Ook een docent deed mee met het pesten. Ik weet nog goed dat iedereen moest werken in een map. Hij zag hoe lelijk ik schreef, pakte mijn map en hield deze omhoog voor de hele klas. Toen zei hij heel hard: “Ja zo moet je het dus niet doen.” Op dat moment wist ik me geen raad. Ik wilde naar huis rennen en gewoon nooit meer terugkomen en ik wilde hem echt neerslaan. Zelfs de pestkoppen kwamen op dat moment voor mij op. Ik ben nog steeds zo boos op die man. Toen wist hij niet dat ik autisme heb, maar dat hoorde hij gewoon niet te doen want iedereen heeft wel iets waar hij niet goed in is.
Toen ik van het VMBO kwam, was ik emotioneel helemaal kapot. Op het MBO heb ik besloten om voor de zekerheid bij de coole jongens te gaat zitten en het zelfde te doen als zij, bijvoorbeeld een grote mond geven aan docenten. Later zag ik pas in dat het niet zo werkt.
Deze vriendengroep op het MBO, was de eerste groep waar ik bij hoorde. In het begin was het heel gezellig en gingen we kaarten in de pauze. Later werd het steeds minder leuk, want we deden domme dingen. Ik nam vaak de schuld op mij van dingen die ik niet gedaan had en hierdoor kwam ik dan in de problemen.

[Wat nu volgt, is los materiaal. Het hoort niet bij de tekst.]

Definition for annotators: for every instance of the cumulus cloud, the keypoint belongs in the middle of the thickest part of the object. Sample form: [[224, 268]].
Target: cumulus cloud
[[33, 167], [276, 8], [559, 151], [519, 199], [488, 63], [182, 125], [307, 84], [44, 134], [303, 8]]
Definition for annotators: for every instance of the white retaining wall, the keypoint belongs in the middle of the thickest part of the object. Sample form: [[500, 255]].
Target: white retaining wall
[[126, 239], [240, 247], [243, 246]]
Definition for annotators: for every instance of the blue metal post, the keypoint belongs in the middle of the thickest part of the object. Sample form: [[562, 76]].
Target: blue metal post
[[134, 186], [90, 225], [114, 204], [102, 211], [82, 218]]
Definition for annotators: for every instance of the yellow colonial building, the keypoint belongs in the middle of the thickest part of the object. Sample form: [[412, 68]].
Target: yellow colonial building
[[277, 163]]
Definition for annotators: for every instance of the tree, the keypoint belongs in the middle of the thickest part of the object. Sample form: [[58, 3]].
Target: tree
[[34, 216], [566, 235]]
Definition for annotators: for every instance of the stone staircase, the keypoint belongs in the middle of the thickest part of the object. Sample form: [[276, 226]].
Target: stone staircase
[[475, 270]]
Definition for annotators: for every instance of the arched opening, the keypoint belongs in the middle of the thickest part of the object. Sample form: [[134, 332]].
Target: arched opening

Deze jongens snapten niet wat het inhoudt om autistisch te zijn. Ik moest mij anders voordoen dan ik ben. Daarom ben ik ook niet graag in een vriendengroep. Het is beter voor mij om alleen te zijn. Gelukkig heb ik wel nieuwe mensen ontmoet via een computerspel. Dit zijn mensen waar ik mezelf bij kan zijn. Ze weten dat ik autisme heb maar ze accepteren mij gewoon zoals ik ben.
Mijn toekomst
Vanaf januari ga ik de opleiding ICT op niveau 3 doen. Ik ga stage lopen in een computerzaak bij ons in de buurt. Ik kies er voor om door te gaan met school ondanks dat ik het een beetje zat ben om altijd in het lokaal te zitten en heel erg goed op te letten, want dat is allemaal zo lastig voor mij. Ik vind het leuker om in de praktijk te werken.
Mijn droom is om fotograaf te worden. Ik wil dan de wereld verkennen en foto’s maken op Hawaii of in Japan. Dit wil ik omdat ik vanwege mijn autisme beter alleen kan werken. Met veel collega’s samen werken lukt mij gewoon niet.
Voorlopig wil ik nog geen kinderen. Zover ik nu weet, ben ik hetero seksueel. Ik heb ook een fase gehad dat ik dacht dat ik biseksueel was. Daar ben ik een tijd erg mee bezig geweest maar voor mij maakt het niet uit of ik mannen of vrouwen leuk vind. Toen ik dit tegen andere mensen zei, werd ik niet anders behandeld en daar ben ik heel erg blij mee.
Mijn boodschap
Je moet niet bang zijn om een andere mening te hebben. Je hoeft je niet voor anderen te veranderen. Je bent namelijk jezelf.